Who Needs God? Series Summary
Published January 2019.
Christians are haunted by doubt and non-believers are haunted by belief—we’re all haunted.
Who Needs God? - The Truth About Doubtis a sermon series for all of us, but for differing reasons depending on where you are on your spiritual journey. If you’re quite certain of what you believe and steadfast in that belief—whether Christian or atheist or something else—then this will primarily serve you to understand what many of your friends and family and neighbors and co-workers are wrestling with; whether they know it or not.
If you’re not certain, if you’re a Christian and walking through a crisis of faith, or you’re agnostic and walking through a crisis of belief, this will serve you in perhaps a different way. It will hopefully speak to the very things you see and feel and think as you wander and wonder about. Even if the nomenclature we use isn’t the way you articulate it (what the heck is disenchantment anyway?), perhaps it will act as a tour guide on your spiritual journey—calling out the road names and explaining the sign posts as you walk by.

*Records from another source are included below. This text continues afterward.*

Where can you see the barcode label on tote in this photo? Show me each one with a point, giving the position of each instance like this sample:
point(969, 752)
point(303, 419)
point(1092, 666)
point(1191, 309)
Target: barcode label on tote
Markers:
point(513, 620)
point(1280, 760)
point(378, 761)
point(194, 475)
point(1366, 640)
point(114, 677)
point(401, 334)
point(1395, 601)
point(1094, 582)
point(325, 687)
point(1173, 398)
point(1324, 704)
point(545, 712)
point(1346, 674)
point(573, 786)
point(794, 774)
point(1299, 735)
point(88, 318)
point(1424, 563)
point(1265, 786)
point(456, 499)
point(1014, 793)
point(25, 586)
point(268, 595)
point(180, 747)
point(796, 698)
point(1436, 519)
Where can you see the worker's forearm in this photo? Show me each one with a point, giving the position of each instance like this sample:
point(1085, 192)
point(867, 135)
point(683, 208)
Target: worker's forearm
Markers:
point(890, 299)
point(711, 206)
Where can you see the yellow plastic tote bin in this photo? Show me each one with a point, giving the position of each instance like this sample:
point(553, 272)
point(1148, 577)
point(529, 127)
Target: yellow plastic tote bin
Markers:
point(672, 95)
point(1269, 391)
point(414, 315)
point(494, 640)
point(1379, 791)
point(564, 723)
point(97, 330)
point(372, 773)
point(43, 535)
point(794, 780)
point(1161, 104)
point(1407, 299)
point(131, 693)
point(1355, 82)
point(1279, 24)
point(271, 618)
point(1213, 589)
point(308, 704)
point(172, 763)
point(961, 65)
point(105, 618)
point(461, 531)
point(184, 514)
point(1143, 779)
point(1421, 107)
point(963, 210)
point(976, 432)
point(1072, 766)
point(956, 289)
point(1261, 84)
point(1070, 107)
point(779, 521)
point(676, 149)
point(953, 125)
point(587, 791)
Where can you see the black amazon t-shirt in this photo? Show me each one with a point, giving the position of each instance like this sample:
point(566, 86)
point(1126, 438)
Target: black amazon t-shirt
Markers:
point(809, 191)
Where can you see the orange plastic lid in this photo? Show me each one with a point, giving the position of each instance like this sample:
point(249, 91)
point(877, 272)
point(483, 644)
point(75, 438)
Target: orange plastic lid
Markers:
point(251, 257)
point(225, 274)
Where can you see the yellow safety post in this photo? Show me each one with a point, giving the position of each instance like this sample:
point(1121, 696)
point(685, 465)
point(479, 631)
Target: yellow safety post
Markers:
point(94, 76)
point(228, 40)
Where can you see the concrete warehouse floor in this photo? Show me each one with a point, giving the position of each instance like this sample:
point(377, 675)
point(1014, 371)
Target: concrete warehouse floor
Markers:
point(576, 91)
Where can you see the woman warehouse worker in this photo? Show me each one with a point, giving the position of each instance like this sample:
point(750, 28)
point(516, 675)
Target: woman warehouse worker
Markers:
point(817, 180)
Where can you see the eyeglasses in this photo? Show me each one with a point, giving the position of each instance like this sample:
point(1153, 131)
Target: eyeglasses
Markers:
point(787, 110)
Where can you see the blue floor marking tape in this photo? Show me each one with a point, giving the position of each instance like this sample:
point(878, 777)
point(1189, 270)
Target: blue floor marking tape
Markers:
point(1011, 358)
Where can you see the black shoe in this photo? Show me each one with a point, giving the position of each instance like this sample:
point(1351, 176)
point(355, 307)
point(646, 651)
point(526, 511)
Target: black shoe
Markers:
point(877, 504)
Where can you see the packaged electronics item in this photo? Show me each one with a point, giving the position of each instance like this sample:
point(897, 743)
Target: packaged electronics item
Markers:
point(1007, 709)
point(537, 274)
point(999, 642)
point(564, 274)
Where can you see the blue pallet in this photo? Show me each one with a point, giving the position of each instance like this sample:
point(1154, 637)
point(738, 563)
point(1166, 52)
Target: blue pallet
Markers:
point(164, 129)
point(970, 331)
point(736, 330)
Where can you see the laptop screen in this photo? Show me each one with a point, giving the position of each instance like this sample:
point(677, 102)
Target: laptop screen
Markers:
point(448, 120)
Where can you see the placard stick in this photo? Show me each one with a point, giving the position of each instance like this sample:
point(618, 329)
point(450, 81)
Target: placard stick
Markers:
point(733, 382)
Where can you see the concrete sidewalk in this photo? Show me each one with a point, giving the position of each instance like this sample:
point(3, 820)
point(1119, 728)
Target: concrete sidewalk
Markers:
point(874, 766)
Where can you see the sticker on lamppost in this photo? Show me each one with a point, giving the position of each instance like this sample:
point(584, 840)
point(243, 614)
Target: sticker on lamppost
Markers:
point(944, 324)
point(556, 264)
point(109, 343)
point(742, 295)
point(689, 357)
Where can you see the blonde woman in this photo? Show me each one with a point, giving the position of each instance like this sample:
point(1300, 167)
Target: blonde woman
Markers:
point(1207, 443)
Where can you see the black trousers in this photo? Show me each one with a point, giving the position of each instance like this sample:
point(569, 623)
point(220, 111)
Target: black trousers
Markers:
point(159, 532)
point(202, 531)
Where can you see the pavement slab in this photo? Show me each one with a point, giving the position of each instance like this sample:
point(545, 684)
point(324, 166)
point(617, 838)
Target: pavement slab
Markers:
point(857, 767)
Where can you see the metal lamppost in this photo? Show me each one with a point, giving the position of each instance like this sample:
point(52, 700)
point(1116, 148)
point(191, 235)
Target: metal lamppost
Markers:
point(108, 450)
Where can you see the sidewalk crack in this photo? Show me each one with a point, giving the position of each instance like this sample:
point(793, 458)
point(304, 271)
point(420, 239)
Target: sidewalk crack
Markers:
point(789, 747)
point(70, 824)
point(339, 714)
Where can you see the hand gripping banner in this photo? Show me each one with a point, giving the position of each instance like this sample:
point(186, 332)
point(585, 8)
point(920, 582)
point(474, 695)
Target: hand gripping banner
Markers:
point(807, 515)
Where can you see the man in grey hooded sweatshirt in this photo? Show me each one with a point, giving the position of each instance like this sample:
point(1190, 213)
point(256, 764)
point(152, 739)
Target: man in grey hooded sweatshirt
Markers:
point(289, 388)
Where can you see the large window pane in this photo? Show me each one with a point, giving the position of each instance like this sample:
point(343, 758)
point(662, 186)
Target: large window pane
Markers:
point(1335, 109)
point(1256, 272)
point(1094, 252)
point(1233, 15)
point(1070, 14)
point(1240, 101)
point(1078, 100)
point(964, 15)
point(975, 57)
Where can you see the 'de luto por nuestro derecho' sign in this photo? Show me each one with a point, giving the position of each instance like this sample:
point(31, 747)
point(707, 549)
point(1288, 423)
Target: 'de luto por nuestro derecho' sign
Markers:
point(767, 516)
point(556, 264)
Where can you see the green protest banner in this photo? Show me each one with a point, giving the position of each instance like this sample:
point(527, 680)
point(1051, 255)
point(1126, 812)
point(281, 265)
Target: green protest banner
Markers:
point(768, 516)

"Christians are haunted by doubt and non-believers are haunted by belief—we’re all haunted."
I hope it does.
As a Christian, I believe that everything is charged with the grandeur of God—the touch of God, his beauty, and wisdom, and power. But everything is also broken. Humanity has its fingerprints on everything as well, and as amazing as these humans are—what with their technological advancements, good deeds, and love for each other—we also are responsible for the injustices in the world, the corruption of our systems, and the public shaming that takes place daily on social media. Nothing is as it should be.
If we’re going to ask, “Who needs God?” we should also ask, “Who needs us?” Humanism is a faith system too, and I have some doubts.
But this series is mainly about doubting God (or even the believability of God). And I’ve struggled with doubt too. This series is for all of us—including me. At times I’ve struggled with God’s goodness; I’ve doubted that he hears me, my prayers, my petitions—why do even godly desires, those that seem to align with his will, go unanswered, or replied, “no”? Our thoughts are not his thoughts; our ways not his ways—and his thoughts and ways can be frustrating at times.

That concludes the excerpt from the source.